Coming Out of the Meat Locker
January 7th, 2009
Universally, from vegetarian and meat-eating friends alike, my meatening up has been met with positive reactions, from simple “cool how fun” replies to enthusiastic offers to be my “meat mentor” from a chef and invites to meals filled with a bonanza of beef, platters of pork, something “encased in intestine” and even promises of a dinner of “pig knuckles and chicken feet. You’re in for a treat.” Um… I’ll get back to you on dem bones.
Which brings me around to the two most common questions I’ve gotten: Doesn’t meat gross you out? and Won’t you get sick?
To the first I say: Not really. Meat itself I don’t find gross. I’m not — I mean wasn’t — a moral vegetarian along the lines of “It’s wrong/bad to eat animals” or “Eating pork makes me think of a real pig and the smell of bacon makes me cry and want to snuggle with piglets.” I don’t think I could eat cat or dog, I’ve loved too many, but I am going to give frog a try and I had not 1, not 2, but over the course of 2 years 20 pet frogs. Which are, by the way, not vegetarians either. And unlike frogs, I don’t plan on eating any of my meals while they are still alive.
But I have cooked a lobster — and I don’t know that eating a piece of sausage has the same “wow I really just killed this delicious creature purely for my own pleasure” connection that plunging a live crustacean into a vat of boiling water and then eating said animal does. It’s not just the plastic bib that makes eating a lobster not pretty. And I have always, as long as I can remember, favored fresh whole lobster over all other fish, and never minded the whole messy process of it or that it was, just a little while ago, a live animal.
The second question is more of a problem, and is why I’m taking it slow. I’m not jumping right into a steakhouse and telling the waiter to bring it on. In small quantities, pork doesn’t (so far) make me sick. On the other hand, the last time I had a meal that I didn’t know was cooked with beef broth, I got to know the toilet real well. And if hidden beef broth puts me on a path to discussing things like “Ah, I forgot I ate peas yesterday” with my new BFF the toilet, I am worried about eating it outright.
Still, I believe that if I take it slow and eat well-cooked qualty meat, that should help. You don’t run a marathon the first day you start running, and I won’t order the Mega Meat-Splosion! platter quite yet.

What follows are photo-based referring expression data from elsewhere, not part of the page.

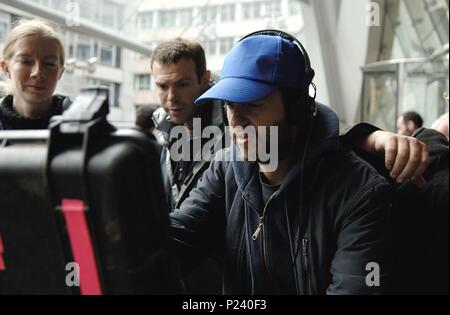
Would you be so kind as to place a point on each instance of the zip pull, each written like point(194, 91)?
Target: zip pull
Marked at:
point(304, 246)
point(258, 229)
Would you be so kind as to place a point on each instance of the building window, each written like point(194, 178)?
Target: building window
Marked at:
point(84, 51)
point(252, 10)
point(110, 14)
point(227, 12)
point(225, 45)
point(113, 88)
point(166, 18)
point(208, 15)
point(107, 54)
point(210, 46)
point(142, 82)
point(145, 20)
point(273, 8)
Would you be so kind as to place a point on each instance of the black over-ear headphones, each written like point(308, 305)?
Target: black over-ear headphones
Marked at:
point(297, 112)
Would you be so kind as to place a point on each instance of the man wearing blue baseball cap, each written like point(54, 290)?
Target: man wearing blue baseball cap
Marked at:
point(319, 221)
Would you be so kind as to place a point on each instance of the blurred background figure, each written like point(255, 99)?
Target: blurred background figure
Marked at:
point(408, 122)
point(441, 124)
point(144, 119)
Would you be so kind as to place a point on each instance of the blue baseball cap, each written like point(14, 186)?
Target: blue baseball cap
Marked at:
point(255, 67)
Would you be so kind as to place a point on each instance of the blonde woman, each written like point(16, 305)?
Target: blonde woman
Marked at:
point(33, 62)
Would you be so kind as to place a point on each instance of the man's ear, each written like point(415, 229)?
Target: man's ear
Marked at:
point(62, 71)
point(5, 68)
point(411, 126)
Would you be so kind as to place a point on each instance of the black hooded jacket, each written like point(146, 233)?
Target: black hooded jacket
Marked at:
point(326, 237)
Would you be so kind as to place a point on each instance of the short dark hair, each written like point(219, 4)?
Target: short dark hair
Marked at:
point(144, 115)
point(173, 50)
point(414, 117)
point(296, 103)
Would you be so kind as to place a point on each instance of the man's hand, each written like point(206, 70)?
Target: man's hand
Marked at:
point(405, 157)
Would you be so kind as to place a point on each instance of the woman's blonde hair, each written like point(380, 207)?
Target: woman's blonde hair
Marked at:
point(22, 29)
point(29, 28)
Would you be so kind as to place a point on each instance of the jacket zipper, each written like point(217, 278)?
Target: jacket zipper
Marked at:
point(306, 266)
point(258, 231)
point(261, 223)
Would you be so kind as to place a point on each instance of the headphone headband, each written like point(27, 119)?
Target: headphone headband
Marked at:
point(309, 72)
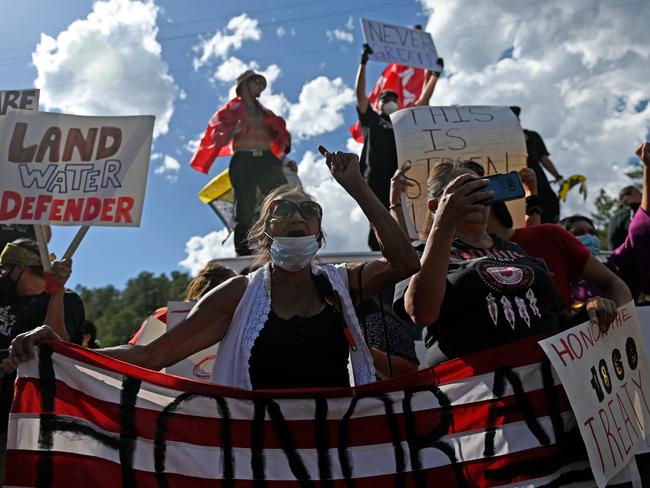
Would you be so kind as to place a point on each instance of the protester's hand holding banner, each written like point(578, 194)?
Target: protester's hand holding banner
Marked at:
point(401, 45)
point(74, 170)
point(606, 380)
point(496, 418)
point(427, 135)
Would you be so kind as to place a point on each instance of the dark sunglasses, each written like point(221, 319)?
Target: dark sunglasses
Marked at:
point(284, 209)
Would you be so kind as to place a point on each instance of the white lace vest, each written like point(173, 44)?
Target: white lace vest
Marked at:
point(231, 365)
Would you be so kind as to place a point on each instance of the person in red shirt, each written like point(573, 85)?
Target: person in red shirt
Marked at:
point(564, 255)
point(259, 140)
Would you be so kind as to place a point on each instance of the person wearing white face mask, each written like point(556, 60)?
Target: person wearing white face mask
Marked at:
point(379, 155)
point(631, 260)
point(291, 323)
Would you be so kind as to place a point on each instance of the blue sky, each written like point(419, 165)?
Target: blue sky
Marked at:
point(575, 67)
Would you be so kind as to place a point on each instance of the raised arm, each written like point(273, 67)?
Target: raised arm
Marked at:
point(430, 81)
point(360, 86)
point(643, 151)
point(426, 290)
point(55, 314)
point(533, 203)
point(207, 324)
point(400, 259)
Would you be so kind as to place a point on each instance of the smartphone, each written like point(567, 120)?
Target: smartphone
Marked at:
point(506, 186)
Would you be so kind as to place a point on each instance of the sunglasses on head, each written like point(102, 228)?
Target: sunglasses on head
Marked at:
point(284, 209)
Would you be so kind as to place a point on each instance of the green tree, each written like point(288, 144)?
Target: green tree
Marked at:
point(117, 315)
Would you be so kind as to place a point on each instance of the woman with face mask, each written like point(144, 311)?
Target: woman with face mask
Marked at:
point(631, 260)
point(291, 323)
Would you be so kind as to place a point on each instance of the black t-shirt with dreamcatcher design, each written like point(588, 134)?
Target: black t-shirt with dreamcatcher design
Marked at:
point(493, 296)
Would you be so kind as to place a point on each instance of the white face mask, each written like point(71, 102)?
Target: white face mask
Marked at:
point(294, 253)
point(389, 107)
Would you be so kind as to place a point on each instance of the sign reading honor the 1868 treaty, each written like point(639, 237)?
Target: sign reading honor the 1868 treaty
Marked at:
point(18, 100)
point(606, 380)
point(401, 45)
point(425, 136)
point(70, 170)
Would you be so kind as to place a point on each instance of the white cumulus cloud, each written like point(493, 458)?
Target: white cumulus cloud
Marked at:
point(108, 64)
point(343, 221)
point(169, 168)
point(319, 108)
point(201, 249)
point(579, 71)
point(340, 35)
point(239, 29)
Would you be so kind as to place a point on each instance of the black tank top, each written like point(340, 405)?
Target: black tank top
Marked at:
point(300, 352)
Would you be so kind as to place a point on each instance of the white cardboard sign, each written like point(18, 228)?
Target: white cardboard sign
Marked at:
point(606, 380)
point(402, 45)
point(25, 99)
point(72, 170)
point(425, 136)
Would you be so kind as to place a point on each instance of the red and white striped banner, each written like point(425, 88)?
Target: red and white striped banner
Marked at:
point(498, 418)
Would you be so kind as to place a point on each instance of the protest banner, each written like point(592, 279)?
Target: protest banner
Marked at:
point(605, 377)
point(26, 99)
point(425, 136)
point(74, 170)
point(495, 418)
point(199, 365)
point(401, 45)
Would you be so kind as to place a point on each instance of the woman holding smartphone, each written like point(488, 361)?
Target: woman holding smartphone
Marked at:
point(290, 324)
point(475, 291)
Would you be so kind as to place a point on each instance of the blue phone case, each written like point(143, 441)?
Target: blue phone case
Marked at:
point(506, 186)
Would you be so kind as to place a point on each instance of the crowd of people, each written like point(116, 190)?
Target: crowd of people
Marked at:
point(475, 282)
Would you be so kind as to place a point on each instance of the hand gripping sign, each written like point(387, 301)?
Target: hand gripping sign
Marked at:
point(72, 170)
point(606, 380)
point(425, 136)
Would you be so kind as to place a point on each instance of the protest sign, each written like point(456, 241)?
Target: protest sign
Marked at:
point(18, 100)
point(606, 380)
point(71, 170)
point(425, 136)
point(199, 365)
point(495, 418)
point(400, 45)
point(644, 321)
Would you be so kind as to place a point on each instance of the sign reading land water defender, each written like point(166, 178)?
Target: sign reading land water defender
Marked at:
point(71, 170)
point(400, 45)
point(425, 136)
point(18, 100)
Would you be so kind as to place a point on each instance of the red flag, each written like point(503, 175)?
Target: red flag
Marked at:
point(215, 141)
point(495, 418)
point(406, 81)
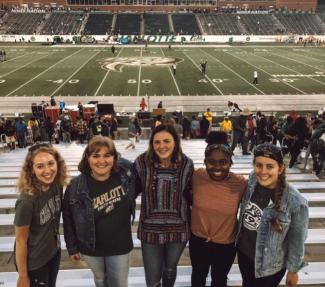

The only people I have not yet told about my meat-venture are my parents. As parents, they have heard much, much, much worse things from this daughter over my 34 years, yet I am still working up to telling them. I think they will basically take it with puzzlement, not dissapointment or anger, but I figure there’s no rush to tell them. I’ll let you know how it goes when I do.
January 7th, 2009 at 5:25 pm
Ah, Greedy the frog. He was not a vegetarian either, it’s true.
January 7th, 2009 at 5:30 pm
Ha, no. He was a cannibal. A frogibal? Whatever, he ate the other frogs.